ADR-002: Event Sourcing
Persists domain aggregates as append-only event streams instead of mutable snapshots, providing a complete audit trail, time-travel debugging, and simplified persistence at the cost of event schema management and indefinite storage growth (mitigated by snapshots every 50 events).
ADR-003: Saga Pattern
Manages multi-step, cross-aggregate processes (failover, recovery, group rebalancing) through a SagaManager that orchestrates named steps with compensating actions, replacing distributed transactions with event-triggered workflows that persist their own state.
ADR-004: Preemptive Implementation of SEP-1766 and SEP-1763
Implements MCP tool digest pinning (SEP-1766) and interceptor framework compliance (SEP-1763) before upstream spec ratification, treating Hangar as the de facto reference implementation to capture first-mover positioning and deliver supply-chain integrity to customers immediately.
Companion to ADR-005 (SEP-1763 Interceptor Framework Compliance).
ADR-005: SEP-1763 Interceptor Framework Compliance
Aligns hangar-agent with the evolving SEP-1763 interceptor specification by mapping existing proxy capabilities to spec terminology and incrementally adding missing features (Mutator type, hook-based events, per-interceptor failOpen, wildcard subscriptions).
Companion to ADR-004 (SEP-1766 Digest Pinning).
ADR-006: Runtime Enforcement Strategy -- Tetragon-First, Pluggable Backend
Adopts a pluggable enforcement backend architecture with Tetragon as the primary engine (v1.5+), KubeArmor and Falco as optional secondaries (v2.5+), and NetworkPolicy as the v1.0 baseline -- keeping differentiation in MCP-semantic policy compilation rather than kernel-level hooks.
ADR-007: Langfuse Integration for LLM Observability
Integrates with Langfuse through a Port/Adapter pattern (ObservabilityPort with LangfuseObservabilityAdapter) to provide LLM-specific observability (cost tracking, prompt correlation, quality evaluation) as an optional dependency alongside existing OpenTelemetry infrastructure telemetry.
Conventions
ADR files follow the pattern ADR-NNN-kebab-name.md with three-digit zero-padded numbers that are never reused or renumbered.
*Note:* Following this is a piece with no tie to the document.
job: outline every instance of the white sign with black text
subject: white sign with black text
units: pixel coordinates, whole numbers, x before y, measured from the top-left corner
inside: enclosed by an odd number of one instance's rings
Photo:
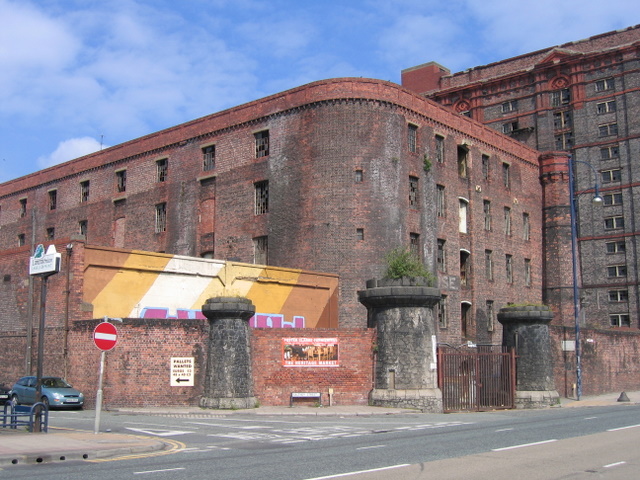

Each ADR has a three-line header (Status, Date, Authors), three required body sections (Context, Decision, Consequences), and optional sections for Alternatives Considered and References. Once accepted, ADR bodies are immutable -- changing a decision requires a new ADR. Five statuses are permitted: Proposed, Accepted, Superseded by ADR-NNN, Deprecated, and Rejected. For the full specification, see AGENTS.md.